Lesson 34: The Logistic Model

In our earlier examples of regression analysis, we were predicting a continuous variable such as human weight. But what if we wish to predict a dichotomous varible, i.e. one recording which of two outcomes occurs?

Consider the Pima dataset from earlier examples. Say we are predicting whether someone has — or will later develop — diabetes. This is coded in the test column of the dataset, 1 for having the disease, 0 for not.

As a simple example, say we try to predict test from the variables bim and age. A linear model would be

mean test = β0 + β1 bmi + β2 age

Remember, test takes on the values 1 and 0. What happens when we take the average of a bunch of 1s and 0s? The answer is that we get the proportion of 1s. For instance, the mean of the numbers 1,0,1,1 is 3/4, which is exactly the proportion of 1s in that data.

In statististical terms, what the above equation is doing is expressing the probability of a 1 — i.e. the probability of having diabetes — in terms of Body Mass Index and age.

Not a bad model, but one troubling point is that the right-hand side could evaluate to a number less than 0 or greater than 1, which would be impossible for a probability. In order to deal with that problem, we might use a logistic model, as follows.

Define the logistic function to be

l(t) = 1 / (1 + e-t)

We then modify the above equation to

probability of diabetes = l(β0 + β1 bmi + β2 age)
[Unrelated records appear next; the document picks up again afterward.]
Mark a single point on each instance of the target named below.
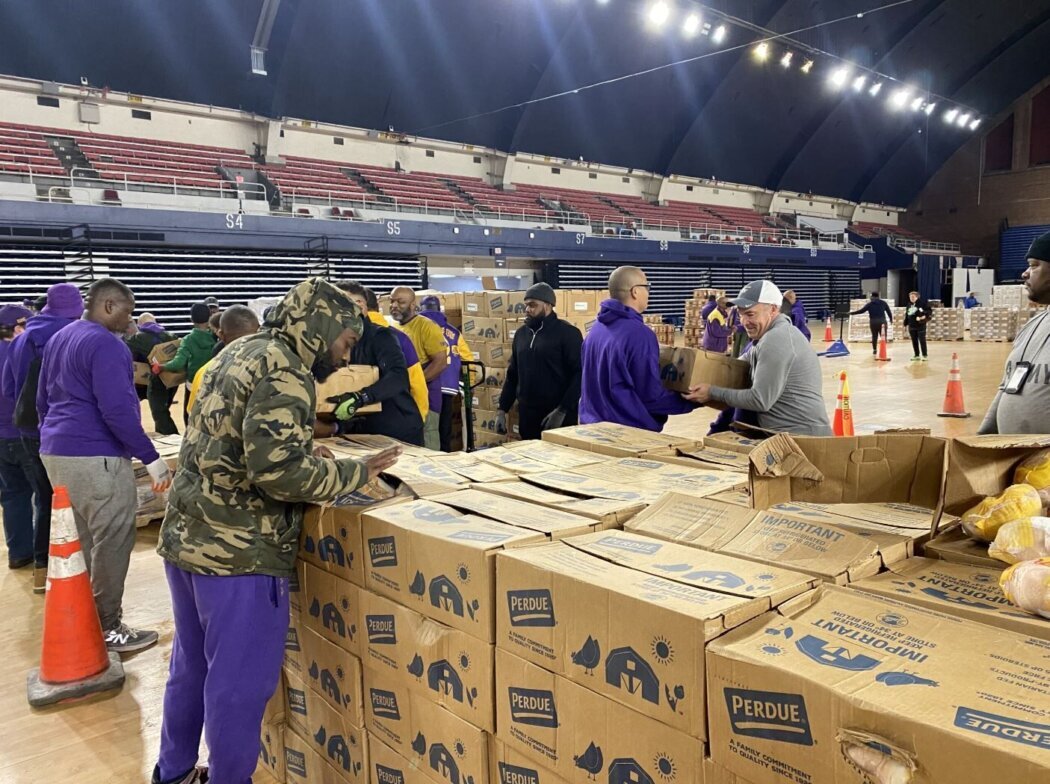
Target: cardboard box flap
(513, 512)
(689, 566)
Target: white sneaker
(125, 639)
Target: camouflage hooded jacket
(246, 466)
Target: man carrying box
(230, 536)
(785, 385)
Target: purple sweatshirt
(24, 348)
(621, 373)
(86, 399)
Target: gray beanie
(542, 292)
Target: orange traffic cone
(74, 660)
(843, 412)
(883, 356)
(953, 395)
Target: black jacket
(544, 369)
(920, 318)
(399, 417)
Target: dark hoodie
(621, 373)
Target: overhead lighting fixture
(691, 25)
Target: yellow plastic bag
(984, 521)
(1034, 470)
(1027, 538)
(1027, 585)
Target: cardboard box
(956, 589)
(583, 737)
(551, 523)
(445, 747)
(618, 441)
(828, 552)
(328, 733)
(681, 368)
(351, 378)
(446, 665)
(959, 701)
(616, 612)
(439, 562)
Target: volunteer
(230, 535)
(90, 427)
(620, 378)
(879, 317)
(1023, 402)
(785, 383)
(543, 375)
(433, 353)
(21, 377)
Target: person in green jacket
(194, 352)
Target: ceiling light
(658, 14)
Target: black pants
(919, 341)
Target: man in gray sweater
(785, 384)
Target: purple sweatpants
(225, 664)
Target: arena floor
(114, 738)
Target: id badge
(1017, 378)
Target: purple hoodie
(621, 373)
(86, 399)
(24, 348)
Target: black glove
(553, 420)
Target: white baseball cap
(756, 292)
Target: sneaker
(125, 639)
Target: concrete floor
(114, 738)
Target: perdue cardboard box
(968, 592)
(328, 732)
(439, 562)
(618, 441)
(683, 367)
(828, 552)
(445, 747)
(616, 613)
(583, 737)
(949, 699)
(551, 523)
(446, 665)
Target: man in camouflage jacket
(231, 530)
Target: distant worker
(1022, 405)
(433, 353)
(879, 317)
(620, 380)
(794, 309)
(717, 329)
(459, 353)
(543, 375)
(236, 321)
(229, 539)
(785, 379)
(916, 319)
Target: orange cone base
(41, 693)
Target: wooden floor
(113, 739)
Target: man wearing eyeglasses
(621, 361)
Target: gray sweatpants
(104, 499)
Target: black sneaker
(125, 639)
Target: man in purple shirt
(90, 427)
(63, 305)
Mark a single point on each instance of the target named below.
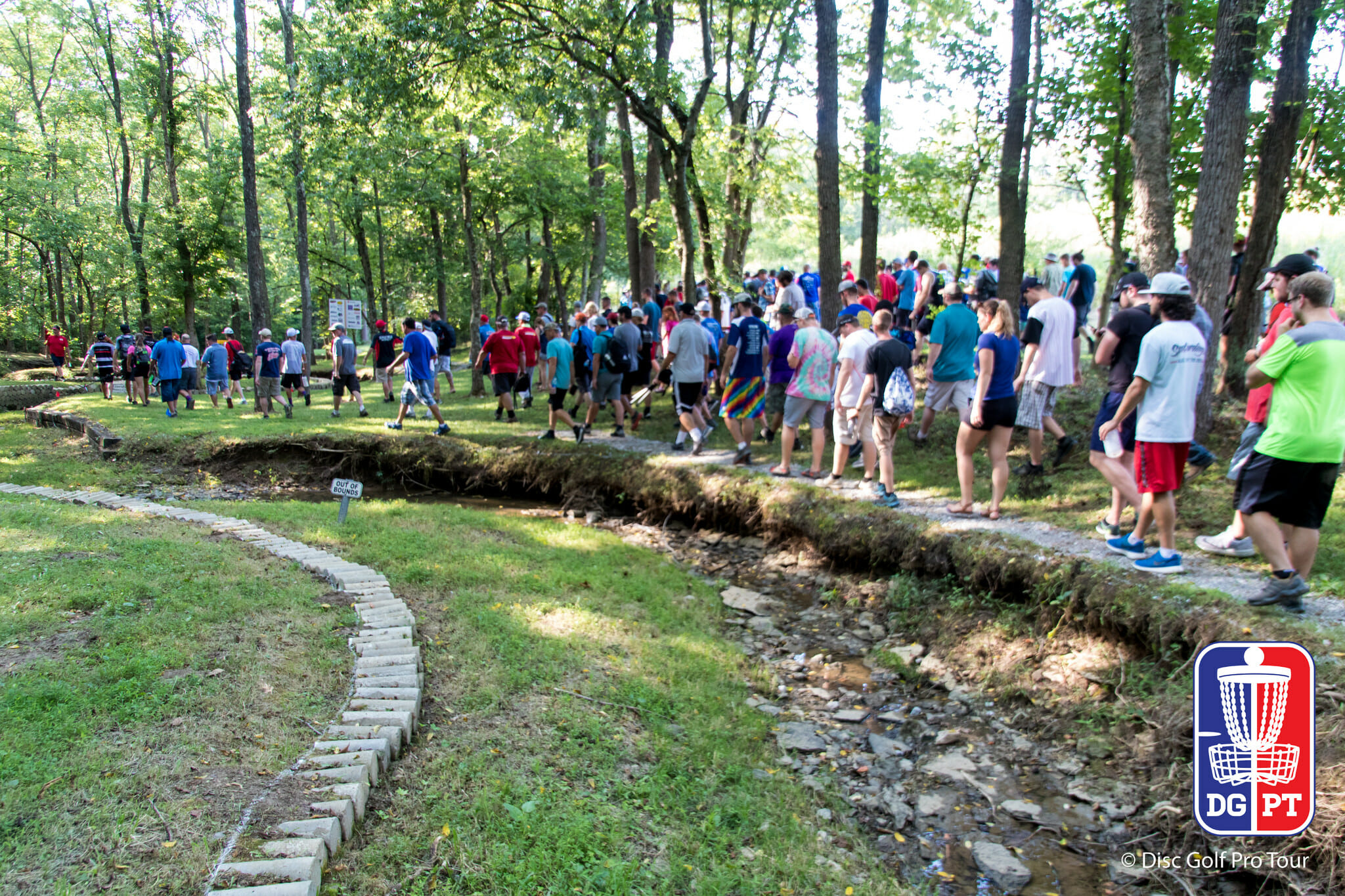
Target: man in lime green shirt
(1285, 488)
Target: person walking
(953, 350)
(1119, 352)
(1285, 486)
(1048, 366)
(1166, 382)
(165, 359)
(993, 410)
(887, 358)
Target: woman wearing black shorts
(993, 408)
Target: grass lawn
(516, 788)
(148, 676)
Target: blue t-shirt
(1006, 363)
(217, 362)
(269, 355)
(956, 330)
(170, 358)
(564, 355)
(418, 351)
(907, 291)
(751, 336)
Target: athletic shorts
(1294, 492)
(686, 395)
(744, 398)
(1036, 403)
(1246, 445)
(996, 412)
(343, 382)
(1107, 410)
(798, 408)
(267, 386)
(1160, 467)
(956, 395)
(420, 391)
(862, 426)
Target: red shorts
(1160, 467)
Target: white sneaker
(1225, 544)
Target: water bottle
(1113, 444)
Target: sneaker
(1128, 548)
(1158, 563)
(1225, 544)
(1287, 593)
(1063, 449)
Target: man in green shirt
(1285, 488)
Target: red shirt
(531, 345)
(503, 347)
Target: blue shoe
(1128, 548)
(1158, 563)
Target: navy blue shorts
(1110, 402)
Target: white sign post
(347, 489)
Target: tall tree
(829, 164)
(872, 98)
(1222, 168)
(1013, 213)
(1278, 147)
(1151, 133)
(257, 303)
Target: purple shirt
(780, 343)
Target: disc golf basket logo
(1255, 738)
(1254, 725)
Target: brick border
(376, 725)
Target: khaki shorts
(862, 426)
(956, 395)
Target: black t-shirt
(884, 358)
(385, 349)
(1130, 327)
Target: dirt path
(1201, 570)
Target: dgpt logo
(1255, 736)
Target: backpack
(899, 398)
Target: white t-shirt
(856, 347)
(1172, 358)
(1055, 360)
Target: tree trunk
(1156, 238)
(440, 284)
(1222, 164)
(1013, 214)
(872, 98)
(296, 164)
(257, 301)
(827, 158)
(1278, 146)
(630, 194)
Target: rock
(1001, 867)
(951, 766)
(753, 602)
(799, 735)
(1021, 809)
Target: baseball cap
(1168, 284)
(1137, 280)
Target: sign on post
(347, 489)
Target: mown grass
(148, 677)
(530, 790)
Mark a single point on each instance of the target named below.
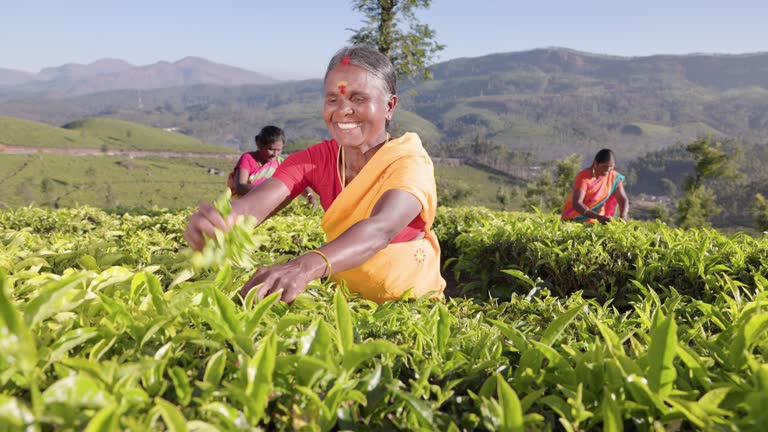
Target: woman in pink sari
(596, 192)
(254, 167)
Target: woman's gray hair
(370, 59)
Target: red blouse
(316, 167)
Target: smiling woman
(378, 192)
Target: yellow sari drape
(403, 164)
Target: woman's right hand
(604, 219)
(204, 223)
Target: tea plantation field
(105, 325)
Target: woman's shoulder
(585, 173)
(246, 157)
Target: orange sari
(598, 195)
(403, 164)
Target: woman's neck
(257, 157)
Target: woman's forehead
(352, 77)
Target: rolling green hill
(100, 133)
(110, 181)
(549, 102)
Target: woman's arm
(621, 198)
(242, 186)
(578, 205)
(261, 202)
(393, 212)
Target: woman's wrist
(315, 264)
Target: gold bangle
(327, 262)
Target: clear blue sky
(293, 39)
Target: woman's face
(357, 107)
(603, 168)
(270, 151)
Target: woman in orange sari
(378, 192)
(596, 192)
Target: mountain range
(544, 103)
(113, 74)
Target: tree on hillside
(551, 188)
(412, 49)
(697, 205)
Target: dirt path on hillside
(7, 149)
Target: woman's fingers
(204, 223)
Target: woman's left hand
(291, 277)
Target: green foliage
(759, 211)
(100, 133)
(697, 205)
(95, 335)
(696, 208)
(550, 189)
(111, 181)
(410, 49)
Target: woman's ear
(391, 104)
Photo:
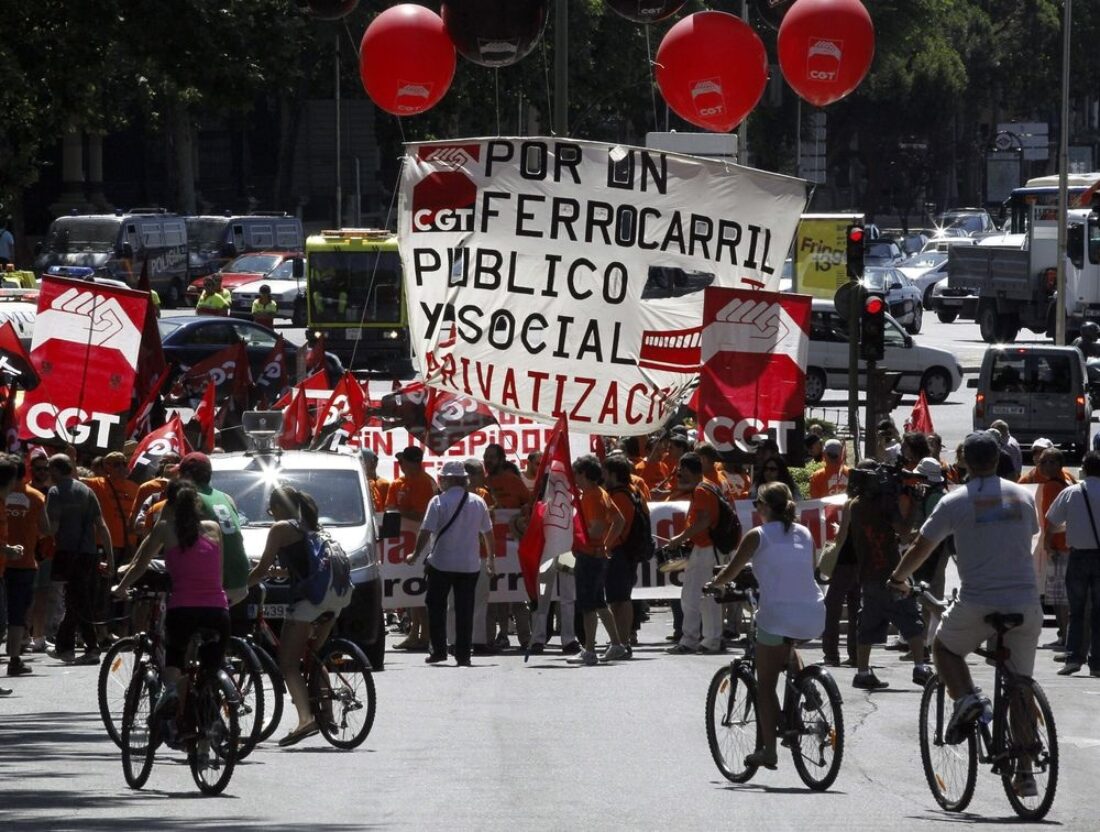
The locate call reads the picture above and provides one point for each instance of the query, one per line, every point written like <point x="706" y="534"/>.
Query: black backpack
<point x="639" y="538"/>
<point x="725" y="533"/>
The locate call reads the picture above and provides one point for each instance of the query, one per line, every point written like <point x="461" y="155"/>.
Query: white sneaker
<point x="615" y="653"/>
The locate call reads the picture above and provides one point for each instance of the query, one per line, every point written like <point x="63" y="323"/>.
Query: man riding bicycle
<point x="993" y="522"/>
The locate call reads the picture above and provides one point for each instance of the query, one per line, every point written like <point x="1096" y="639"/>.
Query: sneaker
<point x="1023" y="784"/>
<point x="680" y="649"/>
<point x="922" y="674"/>
<point x="868" y="681"/>
<point x="967" y="709"/>
<point x="18" y="668"/>
<point x="67" y="656"/>
<point x="615" y="653"/>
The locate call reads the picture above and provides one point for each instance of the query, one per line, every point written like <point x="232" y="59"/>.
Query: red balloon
<point x="712" y="69"/>
<point x="646" y="11"/>
<point x="825" y="48"/>
<point x="328" y="9"/>
<point x="406" y="59"/>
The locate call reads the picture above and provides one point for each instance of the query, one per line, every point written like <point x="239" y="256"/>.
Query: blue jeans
<point x="1082" y="587"/>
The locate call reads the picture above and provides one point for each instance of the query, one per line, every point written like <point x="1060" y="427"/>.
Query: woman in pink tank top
<point x="191" y="548"/>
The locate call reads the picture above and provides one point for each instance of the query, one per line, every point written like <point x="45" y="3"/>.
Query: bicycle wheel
<point x="139" y="739"/>
<point x="274" y="689"/>
<point x="345" y="702"/>
<point x="952" y="770"/>
<point x="116" y="672"/>
<point x="1033" y="748"/>
<point x="818" y="719"/>
<point x="246" y="674"/>
<point x="212" y="754"/>
<point x="732" y="728"/>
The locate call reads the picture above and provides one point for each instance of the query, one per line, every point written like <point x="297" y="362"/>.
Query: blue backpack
<point x="328" y="566"/>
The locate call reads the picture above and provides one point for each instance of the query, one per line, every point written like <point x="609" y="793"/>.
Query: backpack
<point x="726" y="532"/>
<point x="639" y="538"/>
<point x="329" y="566"/>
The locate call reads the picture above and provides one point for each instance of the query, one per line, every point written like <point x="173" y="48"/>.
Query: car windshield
<point x="83" y="234"/>
<point x="927" y="260"/>
<point x="350" y="287"/>
<point x="338" y="494"/>
<point x="206" y="233"/>
<point x="252" y="264"/>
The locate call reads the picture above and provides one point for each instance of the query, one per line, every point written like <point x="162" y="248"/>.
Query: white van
<point x="934" y="371"/>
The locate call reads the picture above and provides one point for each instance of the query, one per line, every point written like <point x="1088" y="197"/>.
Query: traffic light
<point x="872" y="321"/>
<point x="855" y="252"/>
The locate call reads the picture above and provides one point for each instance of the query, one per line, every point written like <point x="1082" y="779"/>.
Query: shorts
<point x="963" y="630"/>
<point x="591" y="573"/>
<point x="308" y="612"/>
<point x="19" y="586"/>
<point x="180" y="623"/>
<point x="879" y="608"/>
<point x="622" y="573"/>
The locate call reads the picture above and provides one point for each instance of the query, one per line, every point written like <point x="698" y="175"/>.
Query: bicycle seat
<point x="1004" y="622"/>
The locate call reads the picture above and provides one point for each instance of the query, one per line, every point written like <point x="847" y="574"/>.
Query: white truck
<point x="1008" y="282"/>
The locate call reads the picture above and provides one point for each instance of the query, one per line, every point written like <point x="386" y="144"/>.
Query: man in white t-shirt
<point x="993" y="522"/>
<point x="459" y="526"/>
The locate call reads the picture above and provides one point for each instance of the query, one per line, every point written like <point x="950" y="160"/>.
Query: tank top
<point x="791" y="602"/>
<point x="196" y="575"/>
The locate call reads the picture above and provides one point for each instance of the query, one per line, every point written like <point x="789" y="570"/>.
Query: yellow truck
<point x="355" y="297"/>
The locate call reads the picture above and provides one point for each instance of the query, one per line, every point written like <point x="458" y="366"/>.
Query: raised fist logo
<point x="86" y="318"/>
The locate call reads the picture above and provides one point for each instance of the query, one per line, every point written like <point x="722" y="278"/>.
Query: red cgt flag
<point x="920" y="419"/>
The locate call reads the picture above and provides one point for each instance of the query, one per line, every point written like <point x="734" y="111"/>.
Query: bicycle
<point x="206" y="724"/>
<point x="1009" y="747"/>
<point x="811" y="721"/>
<point x="118" y="667"/>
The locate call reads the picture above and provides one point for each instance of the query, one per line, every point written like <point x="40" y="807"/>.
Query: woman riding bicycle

As before, the statistical details are beyond the scope of this R tutorial, but here is how you estimate the coefficients βi using R:

> glout <- glm(test ~ bmi + age, data=pima, family=binomial)
> summary(glout)
...
Coefficients:
            Estimate Std. Error z value Pr(>|z|)    
(Intercept) -5.40378    0.51530 -10.487  < 2e-16 ***
bmi          0.09825    0.01248   7.874 3.45e-15 ***
age          0.04561    0.00694   6.571 4.98e-11 ***
...

Let’s explore those estimated βi a bit. Consider women with about average BMI, say 32, and compare 30-year-olds to those of age 40.

> l <- function(t) 1 / (1 + exp(-t))
> l(-5.40378 + 32*0.09825 + 30*0.04561)
[1] 0.2908045
> l(-5.40378 + 32*0.09825 + 40*0.04561)
[1] 0.3928424

So, the risk of diabetes increases substantial over that 10-year period, but this population and BMI level.